Each of the 3 years of residency is divided into five rotations each
lasting approximately ten weeks. Details for each year are given below.
The First Year
The first year focuses on attaining the
basic clinical skills and fund of knowledge needed to properly evaluate
and manage the majority of ophthalmic pathology encountered. Lectures,
clinical conferences and wet lab training combine with extensive guided
clinical experience to achieve this goal. Three rotations are spent at
the Rocky Mountain Lions Eye Institute (RMLEI) and one rotations is
spent at both the VA and Denver Health. A limited amount of time is also
spent at Children’s Hospital Colorado so first year residents learn to
The Second Year
Having developed their clinical skills in
the first year, second year residents begin a year that includes a high
volume of procedures in the fields of strabismus, oculoplastics, and
retina. Additionally they have an opportunity to
perform their first cataract procedures as the primary surgeon. Second
year residents have rotations at Children’s Hospital Colorado, Denver
Health Medical Center, and at RMLEI with a focus on oculoplastics,
retina, and ophthalmic research.
The Third Year
The third year is an intense year of surgery, focusing mainly on
cataract surgery. In addition to at least 150 cataract surgeries as the
primary surgeon, the senior resident is a consultant for the junior
residents, both in the clinics and on call. They have a high level of
responsibility in both the care of patients and the organization of
their surgery schedule. Though functioning with greater independence,
they still have an attending available at all times for questions and
surgical supervision. As the year progresses, the residents’ surgical
skills and decision-making mature so that upon completion of residency
they should feel comfortable addressing any ophthalmologic situation
Application Eligibility, Process and Deadline
Five first-year residents begin training each July. Appointments to the residency program are made one and one-half years in advance through the Ophthalmology Residency Matching Program at SFMatch.

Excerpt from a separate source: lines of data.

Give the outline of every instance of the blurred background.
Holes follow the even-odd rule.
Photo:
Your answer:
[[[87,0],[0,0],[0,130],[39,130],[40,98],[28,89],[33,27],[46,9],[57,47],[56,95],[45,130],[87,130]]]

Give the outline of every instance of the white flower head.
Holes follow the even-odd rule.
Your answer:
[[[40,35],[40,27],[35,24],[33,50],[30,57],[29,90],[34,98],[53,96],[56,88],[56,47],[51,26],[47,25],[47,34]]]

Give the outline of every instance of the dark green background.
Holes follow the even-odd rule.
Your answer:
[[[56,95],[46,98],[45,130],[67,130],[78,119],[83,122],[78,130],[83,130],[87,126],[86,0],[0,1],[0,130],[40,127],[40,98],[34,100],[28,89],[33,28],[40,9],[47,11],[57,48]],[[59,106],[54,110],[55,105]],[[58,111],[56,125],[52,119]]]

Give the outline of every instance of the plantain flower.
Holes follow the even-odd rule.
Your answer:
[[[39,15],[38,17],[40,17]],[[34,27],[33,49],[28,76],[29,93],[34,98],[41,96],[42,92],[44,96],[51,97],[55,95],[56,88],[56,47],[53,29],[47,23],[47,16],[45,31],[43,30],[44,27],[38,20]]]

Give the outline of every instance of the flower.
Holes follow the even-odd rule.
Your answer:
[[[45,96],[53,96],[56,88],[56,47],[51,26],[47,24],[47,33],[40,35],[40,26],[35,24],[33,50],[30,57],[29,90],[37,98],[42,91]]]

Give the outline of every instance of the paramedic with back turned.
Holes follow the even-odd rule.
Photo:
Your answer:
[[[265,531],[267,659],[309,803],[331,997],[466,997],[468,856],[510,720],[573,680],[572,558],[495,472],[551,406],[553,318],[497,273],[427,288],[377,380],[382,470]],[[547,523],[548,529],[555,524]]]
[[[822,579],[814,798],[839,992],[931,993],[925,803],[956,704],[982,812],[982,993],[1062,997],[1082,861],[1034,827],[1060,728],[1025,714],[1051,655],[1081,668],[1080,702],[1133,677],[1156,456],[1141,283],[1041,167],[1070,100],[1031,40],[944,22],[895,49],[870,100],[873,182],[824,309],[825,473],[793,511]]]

All applicants must meet the following requirements by the residency appointment date:
- Graduation from a Liaison Committee for Medical Education (LCME)-accredited medical school in the United States or Canada
- Possession or eligibility for a Colorado Medical License
- Satisfactory completion of a PGY1 internship year in an accredited program in the United States or Canada
- Satisfactory completion of the USMLE, Part 3
In exceptional circumstances, graduates of foreign medical schools may be considered for the residency if they are eligible to obtain a physician license from the Colorado Medical Board.
The residency application process is managed through SF Match, where application requirements and deadlines are listed. For questions unanswered on the SF Match website, you may contact our Residency Coordinator.
The University of Colorado Ophthalmology Residency Program is accredited by the Accreditation Council on Graduate Medical Education (ACGME).